Awesome, can't wait to see it finished.


----------



## DreamSeller (Jun 4, 2009)

very original !! u gonna make him happy


----------



## richardbel (Jun 4, 2009)

i really love old school stuff.. can't wait for the final product...


----------



## Geofrancis (Jun 4, 2009)

what motherboard/cpu are you using? did you get the zotac board?


----------



## Cuzza (Jun 4, 2009)

I love this stuff. keep the updates coming my friend.


----------



## Disparia (Jun 4, 2009)

Good luck!

Got my NES gutted and ready for a PC mod, but after having to replace some parts in my other machines, I'm left with no project cash, and mine will have to wait.


----------



## ste2425 (Jun 4, 2009)

can i be very very very cheecky and ask if you would part with that front flap bit? ill pay money for it i dnt wanna give my dad this and it look not finished


----------



## Disparia (Jun 4, 2009)

Sorry, I'm hoping to do my own as soon as possible.

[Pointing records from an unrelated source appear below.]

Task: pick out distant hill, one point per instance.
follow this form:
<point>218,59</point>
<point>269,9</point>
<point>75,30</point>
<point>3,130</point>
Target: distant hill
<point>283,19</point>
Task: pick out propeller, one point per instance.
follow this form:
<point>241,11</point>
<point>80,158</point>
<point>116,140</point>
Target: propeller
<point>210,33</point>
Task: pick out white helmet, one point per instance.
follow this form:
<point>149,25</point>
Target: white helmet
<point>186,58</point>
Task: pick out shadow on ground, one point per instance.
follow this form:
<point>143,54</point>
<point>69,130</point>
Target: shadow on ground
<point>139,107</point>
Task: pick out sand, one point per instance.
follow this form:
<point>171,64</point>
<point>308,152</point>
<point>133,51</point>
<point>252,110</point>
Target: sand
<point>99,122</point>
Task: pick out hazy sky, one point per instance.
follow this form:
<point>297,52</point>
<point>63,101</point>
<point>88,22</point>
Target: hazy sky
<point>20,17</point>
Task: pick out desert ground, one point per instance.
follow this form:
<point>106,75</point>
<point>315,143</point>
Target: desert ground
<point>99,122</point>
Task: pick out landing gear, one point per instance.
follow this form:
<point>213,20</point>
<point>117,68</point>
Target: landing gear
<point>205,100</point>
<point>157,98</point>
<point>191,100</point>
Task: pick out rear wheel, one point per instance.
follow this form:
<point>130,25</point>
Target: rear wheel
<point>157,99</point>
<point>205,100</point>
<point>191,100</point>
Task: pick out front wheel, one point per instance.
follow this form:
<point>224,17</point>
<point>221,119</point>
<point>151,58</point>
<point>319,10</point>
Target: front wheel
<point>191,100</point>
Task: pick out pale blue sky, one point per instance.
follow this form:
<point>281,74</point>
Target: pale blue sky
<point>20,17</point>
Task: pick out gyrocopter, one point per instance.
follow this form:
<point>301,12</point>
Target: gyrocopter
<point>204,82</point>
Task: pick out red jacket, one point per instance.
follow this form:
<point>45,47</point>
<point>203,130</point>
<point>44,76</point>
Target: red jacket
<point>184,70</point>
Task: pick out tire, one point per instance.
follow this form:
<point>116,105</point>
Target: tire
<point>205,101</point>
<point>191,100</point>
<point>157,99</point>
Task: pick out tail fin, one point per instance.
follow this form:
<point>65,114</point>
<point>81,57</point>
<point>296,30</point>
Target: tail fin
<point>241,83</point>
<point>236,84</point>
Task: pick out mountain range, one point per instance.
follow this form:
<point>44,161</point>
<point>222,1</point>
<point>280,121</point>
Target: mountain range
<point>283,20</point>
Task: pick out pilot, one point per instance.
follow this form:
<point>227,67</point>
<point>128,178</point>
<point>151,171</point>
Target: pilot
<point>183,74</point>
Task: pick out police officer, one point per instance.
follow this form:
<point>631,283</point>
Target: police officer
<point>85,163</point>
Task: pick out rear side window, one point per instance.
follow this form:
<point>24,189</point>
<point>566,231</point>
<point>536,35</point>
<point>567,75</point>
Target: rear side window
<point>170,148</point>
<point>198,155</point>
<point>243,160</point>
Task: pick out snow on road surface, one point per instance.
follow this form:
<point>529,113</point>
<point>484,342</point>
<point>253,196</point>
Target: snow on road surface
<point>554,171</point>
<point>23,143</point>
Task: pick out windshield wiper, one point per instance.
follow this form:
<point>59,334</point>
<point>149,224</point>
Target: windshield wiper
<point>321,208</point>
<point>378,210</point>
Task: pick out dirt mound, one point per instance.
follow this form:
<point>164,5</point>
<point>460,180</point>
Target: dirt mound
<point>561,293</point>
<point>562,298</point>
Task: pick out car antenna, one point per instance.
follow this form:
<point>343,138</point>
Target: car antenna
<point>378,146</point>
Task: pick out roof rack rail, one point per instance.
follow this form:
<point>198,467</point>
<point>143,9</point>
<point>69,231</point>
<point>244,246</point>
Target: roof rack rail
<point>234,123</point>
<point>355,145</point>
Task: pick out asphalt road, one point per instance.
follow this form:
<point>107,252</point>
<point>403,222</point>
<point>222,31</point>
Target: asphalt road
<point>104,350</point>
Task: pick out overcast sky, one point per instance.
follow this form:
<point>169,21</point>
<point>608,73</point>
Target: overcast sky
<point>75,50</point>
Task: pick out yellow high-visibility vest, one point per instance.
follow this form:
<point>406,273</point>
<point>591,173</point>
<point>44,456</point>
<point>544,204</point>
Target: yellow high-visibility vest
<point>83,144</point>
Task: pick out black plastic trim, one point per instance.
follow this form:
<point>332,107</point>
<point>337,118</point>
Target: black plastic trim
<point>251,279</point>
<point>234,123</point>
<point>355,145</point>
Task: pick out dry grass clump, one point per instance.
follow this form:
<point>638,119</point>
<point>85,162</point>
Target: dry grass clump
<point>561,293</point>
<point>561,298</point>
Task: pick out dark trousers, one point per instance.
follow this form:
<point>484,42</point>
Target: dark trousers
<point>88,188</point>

Perhaps look for dead NES's on eBay? Or do a WTB here on TPU.


----------



## JATownes (Jun 4, 2009)

ste2425 said:


> can i be very very very cheecky and ask if you would part with that front flap bit? ill pay money for it i dnt wanna give my dad this and it look not finished



Let me check around the old storage building...I might have one.  I have to get in there this weekend...I am moving and I will see what I can find.  If I have one it is yours...as long as we all get to see the finished product when it is done 

BTW...where R U located at.  International shipping is a @#$%@.  But if you are in the US I would even cover the shipping just to see it done.  Your dad is gonna be stoked I bet.


----------



## JrRacinFan (Jun 4, 2009)

@JATownes

He's in UK.

@Ste

Been a while since Ive seen a project log like this one. Keep us updated. Oh and just friendly help, the power button for the NES wasn't momentary so you will need to mod that also. 

Good Luck.


----------



## Geofrancis (Jun 4, 2009)

i found this on ebay if it helps
http://cgi.ebay.co.uk/ws/eBayISAPI.dll?ViewItem&ssPageName=STRK:MEWAX:IT&item=200349002621

i was looking at it for my little atom itx board i think a nes would look really good with a slot loading dvd drive under that little flap.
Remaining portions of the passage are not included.